Un arrêt cardiaque peut conduire à des lésions cérébrales : une équipe de chercheurs ont découvert des connexions importantes dans le cerveau de patients comateux qui pourraient aider les médecins à savoir comment les traiter au mieux en réduisant le risque d’altérations au cerveau.
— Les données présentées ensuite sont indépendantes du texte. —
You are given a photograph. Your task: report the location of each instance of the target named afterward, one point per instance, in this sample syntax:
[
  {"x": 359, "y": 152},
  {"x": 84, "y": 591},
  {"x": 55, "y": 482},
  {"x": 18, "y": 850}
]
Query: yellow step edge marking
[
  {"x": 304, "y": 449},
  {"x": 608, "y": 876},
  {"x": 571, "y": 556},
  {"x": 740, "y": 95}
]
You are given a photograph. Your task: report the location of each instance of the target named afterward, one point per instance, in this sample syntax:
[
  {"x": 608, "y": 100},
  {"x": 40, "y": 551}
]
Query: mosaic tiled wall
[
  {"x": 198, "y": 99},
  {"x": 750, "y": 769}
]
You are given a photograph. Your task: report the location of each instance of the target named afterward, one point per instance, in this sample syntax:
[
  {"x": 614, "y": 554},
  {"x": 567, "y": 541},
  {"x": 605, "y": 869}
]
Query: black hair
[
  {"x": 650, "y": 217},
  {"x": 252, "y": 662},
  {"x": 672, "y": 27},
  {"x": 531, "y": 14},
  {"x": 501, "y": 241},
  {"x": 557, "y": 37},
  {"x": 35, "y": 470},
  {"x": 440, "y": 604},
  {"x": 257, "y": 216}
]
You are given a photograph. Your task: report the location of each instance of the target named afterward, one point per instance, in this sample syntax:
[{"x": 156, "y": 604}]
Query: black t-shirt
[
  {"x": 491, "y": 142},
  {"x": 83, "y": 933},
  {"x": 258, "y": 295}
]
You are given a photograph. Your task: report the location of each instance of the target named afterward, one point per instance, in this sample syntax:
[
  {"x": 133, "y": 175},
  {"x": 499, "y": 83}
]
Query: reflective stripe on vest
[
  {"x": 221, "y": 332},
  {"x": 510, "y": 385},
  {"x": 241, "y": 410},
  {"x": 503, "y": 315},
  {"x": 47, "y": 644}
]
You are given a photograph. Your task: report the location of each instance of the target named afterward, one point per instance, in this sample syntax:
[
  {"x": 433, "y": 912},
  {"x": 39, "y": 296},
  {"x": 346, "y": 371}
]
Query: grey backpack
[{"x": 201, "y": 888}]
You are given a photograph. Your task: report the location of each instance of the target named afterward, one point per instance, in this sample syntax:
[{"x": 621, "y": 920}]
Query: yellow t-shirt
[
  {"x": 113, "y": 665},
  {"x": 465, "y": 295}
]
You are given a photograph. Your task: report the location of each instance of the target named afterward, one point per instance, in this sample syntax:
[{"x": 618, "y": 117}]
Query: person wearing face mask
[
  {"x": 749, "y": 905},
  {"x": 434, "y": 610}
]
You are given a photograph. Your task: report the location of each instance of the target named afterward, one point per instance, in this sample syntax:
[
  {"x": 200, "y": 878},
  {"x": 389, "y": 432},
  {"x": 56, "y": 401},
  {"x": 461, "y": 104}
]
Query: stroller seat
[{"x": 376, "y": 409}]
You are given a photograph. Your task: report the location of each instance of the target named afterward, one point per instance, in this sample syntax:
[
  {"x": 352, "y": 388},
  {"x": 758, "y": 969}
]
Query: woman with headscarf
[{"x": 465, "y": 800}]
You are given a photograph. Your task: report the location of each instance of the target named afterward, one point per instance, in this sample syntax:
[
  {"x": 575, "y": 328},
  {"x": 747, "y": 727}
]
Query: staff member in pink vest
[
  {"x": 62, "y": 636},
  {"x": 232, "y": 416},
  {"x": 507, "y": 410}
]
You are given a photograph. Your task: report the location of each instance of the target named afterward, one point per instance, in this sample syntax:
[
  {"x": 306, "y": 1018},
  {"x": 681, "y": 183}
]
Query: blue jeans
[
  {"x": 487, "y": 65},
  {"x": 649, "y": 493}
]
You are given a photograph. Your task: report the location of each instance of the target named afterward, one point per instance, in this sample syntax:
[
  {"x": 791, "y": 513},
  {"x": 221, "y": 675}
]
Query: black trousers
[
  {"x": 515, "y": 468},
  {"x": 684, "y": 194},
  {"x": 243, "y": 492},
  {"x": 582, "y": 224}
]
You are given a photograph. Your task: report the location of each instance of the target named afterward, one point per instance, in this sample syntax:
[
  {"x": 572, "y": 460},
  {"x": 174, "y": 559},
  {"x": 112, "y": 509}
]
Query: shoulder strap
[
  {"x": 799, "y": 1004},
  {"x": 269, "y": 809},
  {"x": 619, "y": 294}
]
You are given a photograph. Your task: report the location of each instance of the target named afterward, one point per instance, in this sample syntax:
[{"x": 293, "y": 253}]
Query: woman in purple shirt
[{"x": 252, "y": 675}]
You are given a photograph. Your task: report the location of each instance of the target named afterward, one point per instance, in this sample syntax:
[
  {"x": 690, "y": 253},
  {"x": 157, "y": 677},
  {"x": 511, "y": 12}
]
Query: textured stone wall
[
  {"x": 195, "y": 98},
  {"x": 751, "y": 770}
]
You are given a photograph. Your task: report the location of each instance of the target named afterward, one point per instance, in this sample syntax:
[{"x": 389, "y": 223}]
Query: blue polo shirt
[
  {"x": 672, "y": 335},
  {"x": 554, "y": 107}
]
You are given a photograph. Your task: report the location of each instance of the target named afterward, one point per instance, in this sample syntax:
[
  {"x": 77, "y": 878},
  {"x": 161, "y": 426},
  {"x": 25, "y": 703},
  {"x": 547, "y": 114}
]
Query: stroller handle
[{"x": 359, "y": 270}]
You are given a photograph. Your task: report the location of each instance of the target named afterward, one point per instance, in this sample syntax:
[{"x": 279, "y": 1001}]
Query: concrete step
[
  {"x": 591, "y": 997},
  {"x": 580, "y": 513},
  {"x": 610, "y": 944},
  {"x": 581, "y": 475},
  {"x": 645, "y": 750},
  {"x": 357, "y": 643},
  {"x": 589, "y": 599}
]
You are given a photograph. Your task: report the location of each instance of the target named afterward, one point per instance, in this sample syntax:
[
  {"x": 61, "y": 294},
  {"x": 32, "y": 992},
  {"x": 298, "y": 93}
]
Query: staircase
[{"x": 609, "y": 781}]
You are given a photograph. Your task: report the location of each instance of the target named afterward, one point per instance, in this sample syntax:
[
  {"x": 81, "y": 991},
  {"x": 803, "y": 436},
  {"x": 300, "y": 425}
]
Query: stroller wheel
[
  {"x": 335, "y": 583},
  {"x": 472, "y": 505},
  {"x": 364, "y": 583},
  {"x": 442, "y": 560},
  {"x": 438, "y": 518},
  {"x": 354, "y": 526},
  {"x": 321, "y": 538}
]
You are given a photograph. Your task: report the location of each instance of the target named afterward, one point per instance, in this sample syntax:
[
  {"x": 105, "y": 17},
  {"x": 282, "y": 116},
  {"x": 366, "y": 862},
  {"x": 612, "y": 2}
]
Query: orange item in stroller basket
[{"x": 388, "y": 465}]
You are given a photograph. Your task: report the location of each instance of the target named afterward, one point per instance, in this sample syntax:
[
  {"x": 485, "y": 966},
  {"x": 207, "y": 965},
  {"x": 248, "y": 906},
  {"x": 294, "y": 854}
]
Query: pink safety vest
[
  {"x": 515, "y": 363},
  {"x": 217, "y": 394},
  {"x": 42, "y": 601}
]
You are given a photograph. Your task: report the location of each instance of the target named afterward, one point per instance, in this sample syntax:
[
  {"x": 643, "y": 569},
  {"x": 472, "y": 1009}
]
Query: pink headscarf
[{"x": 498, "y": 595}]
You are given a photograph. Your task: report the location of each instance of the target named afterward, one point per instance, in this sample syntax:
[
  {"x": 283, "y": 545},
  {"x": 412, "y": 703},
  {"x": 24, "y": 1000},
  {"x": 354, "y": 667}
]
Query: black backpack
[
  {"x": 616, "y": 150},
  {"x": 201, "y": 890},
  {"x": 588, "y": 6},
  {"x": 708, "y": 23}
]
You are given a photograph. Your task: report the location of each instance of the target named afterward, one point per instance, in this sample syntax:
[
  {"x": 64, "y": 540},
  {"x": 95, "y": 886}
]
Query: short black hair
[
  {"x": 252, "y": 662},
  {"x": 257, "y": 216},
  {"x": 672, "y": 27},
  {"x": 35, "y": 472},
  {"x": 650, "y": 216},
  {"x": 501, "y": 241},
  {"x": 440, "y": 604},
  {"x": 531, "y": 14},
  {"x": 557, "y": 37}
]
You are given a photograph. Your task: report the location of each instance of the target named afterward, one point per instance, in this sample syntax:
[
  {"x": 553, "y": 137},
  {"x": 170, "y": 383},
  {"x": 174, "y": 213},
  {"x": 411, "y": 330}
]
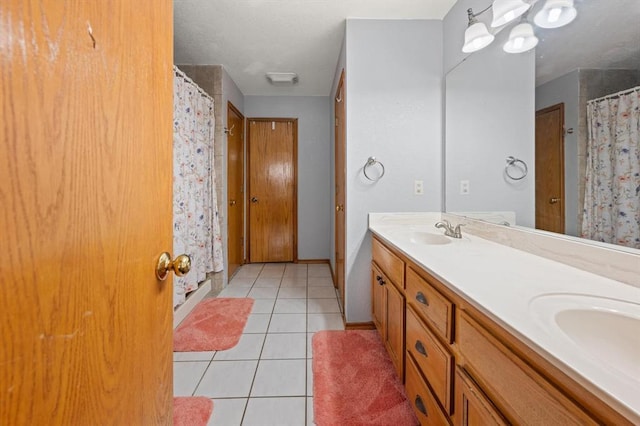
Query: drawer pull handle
[
  {"x": 422, "y": 299},
  {"x": 420, "y": 405},
  {"x": 420, "y": 348}
]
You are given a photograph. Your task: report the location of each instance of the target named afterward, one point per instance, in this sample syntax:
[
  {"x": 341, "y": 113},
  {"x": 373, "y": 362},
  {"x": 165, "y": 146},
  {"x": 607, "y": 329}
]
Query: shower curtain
[
  {"x": 196, "y": 227},
  {"x": 612, "y": 195}
]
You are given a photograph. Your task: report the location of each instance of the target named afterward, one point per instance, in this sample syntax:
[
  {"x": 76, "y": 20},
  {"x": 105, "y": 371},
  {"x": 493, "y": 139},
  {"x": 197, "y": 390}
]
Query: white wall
[
  {"x": 314, "y": 200},
  {"x": 394, "y": 112},
  {"x": 566, "y": 89}
]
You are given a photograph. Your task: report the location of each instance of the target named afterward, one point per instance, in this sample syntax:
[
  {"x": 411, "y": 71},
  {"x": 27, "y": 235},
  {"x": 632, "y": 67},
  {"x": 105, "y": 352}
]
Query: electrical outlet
[{"x": 464, "y": 187}]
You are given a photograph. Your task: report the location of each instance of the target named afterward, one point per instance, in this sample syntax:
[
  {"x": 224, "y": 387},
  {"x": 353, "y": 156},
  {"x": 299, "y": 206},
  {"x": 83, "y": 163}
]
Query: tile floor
[{"x": 266, "y": 380}]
RCP réanimation cardio-pulmonaire immédiate

La réanimation cardio-pulmonaire immédiate (RCP) peut doubler ou tripler la probabilité qu’une personne survive à un arrêt cardiaque, mais les survivants font souvent face à des difficultés, en particulier cérébrales.
Dr Karen Hirsch, neurologue et directrice des programmes de soins neurocritiques au Stanford Stroke Centre, étudie la meilleure façon de traiter le cerveau des patients après un arrêt cardiaque.
 
Généralement, ce qui se passe avec les arrêts cardiaques est que le coeur est complètement arrêté, ou incapable de fournir de l’approvisionnement en sang à tout le corps. C’est pourquoi le démarrage de la RCP est si important car les compressions thoraciques aident la circulation sanguine dans tout le corps, ce qui réduit le risque de lésion des organes.
 
Les médecins ont une certaine compréhension des traitements qui conduisent généralement aux meilleurs résultats dans le cas des arrêts cardiaques. Certains patients reçoivent une hypothermie thérapeutique et ont généralement de meilleurs résultats car le fait d’abaisser la température corporelle aide à la survie des cellules dont le besoin d’oxygène diminue, limitant de la sorte toute lésions cérébrales.
 
La réanimation cardio-pulmonaire et l’hypothermie thérapeutique sont autant de methods approuvées pour les cas d’arrêts cardiaques.
 

Mais pourquoi ne pas se focaliser sur le cerveau qui risque des lésions pour les prévenir en fin de compte ?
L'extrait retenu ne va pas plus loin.